“I made a g today/ but you made it in a sleazy way”
– Tupac, “Changes”
On Thursday, January 28, 2021, the Biden administration announced that it was re-examining the sale of F-35 fighter jets to the United Arab Emirates – a sale that had formed the lynchpin of the Abraham Accords between the UAE and Israel signed the year before, through President Trump’s mediation.
In the last four years, we saw a paradigm shift in American foreign policy. There were few consistencies to be had among these various and sudden changes, but the few consistencies they did feature included 1. Benefiting rival state powers that had leverage over Donald Trump; 2. benefiting Donald Trump’s personal affairs; and 3. benefiting Donald Trump’s political agenda. Considering Donald Trump’s near-total dependency on the white Evangelical vote (and Orthodox Jewish voters in Florida), this meant benefiting Israel as well.
Indeed, after four years, it is now undeniable that Israel benefited from the Trump administration’s foreign policy priorities. Whether those benefits outweighed the deep damage these priorities caused to Israel’s vital security interests is another matter. But Trump did assist Israel in pushing through peace deals with several MENA nations, deals that Israel had labored a decade and more to secure.
The saying goes that you should never look a gift horse in the mouth, and Israelis were happy to oblige, naming streets and even a planned settlement after Donald Trump. Bibi showered his counterpart in the White House with flatteries and made a public display of barring his political opponents from entering the country.
One must wonder what the residents of Troy, were they with us today, would have to say about this “gift horse” expression?
Yes, we profited off America’s apparent death-spiral and the near-total abandonment of its own national security interests. Our leaders, in their wisdom, wagered that America would not recover and seek to reclaim those interests. It is now apparent that they bet on the wrong horse.

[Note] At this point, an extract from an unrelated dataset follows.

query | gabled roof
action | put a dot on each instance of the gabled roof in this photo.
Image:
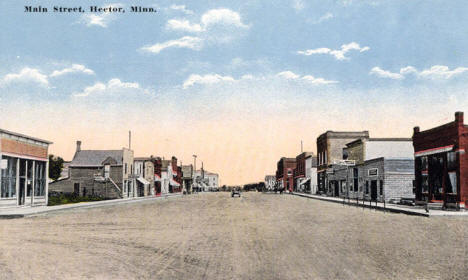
(89, 158)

I am a supporter of the deal with the UAE. I have argued before that the proliferation of the latest military gadgetry in the Gulf – an area already engulfed in its own arms race – is a small price to pay for settling a historic regional dispute on peaceful terms. Indeed, it is possible that a better-armed UAE can even contribute to regional stability by raising the stakes for Iran’s habitual acts of aggression against its neighbors. Undeniable, as well, is the snowball-effect this deal had on precipitating other peace agreements between Israel and its neighbors.
It’s a shame, for all these reasons, that we had to arrive at such a settlement like this. In the eyes of the reinvigorated US establishment, any deal signed with Donald Trump at the table is now (very much rightly) subject to suspicion. And, consequently, all of these gains we have made at the expense of our closest of allies are now threatened by virtue of the tainted means of their obtainment.
The US State Department is right to reexamine these deals, to ensure that they were indeed arrived at with the appropriate interests at heart. I hope that they will reach the conclusion that this deal was sufficiently justified by its results. I hope that we won’t see the fruits of all those years of labor come crashing down around us, just because we cheated in the home-stretch.
And I hope that Israelis learn an important lesson for the future about who we accept help from, and at what cost.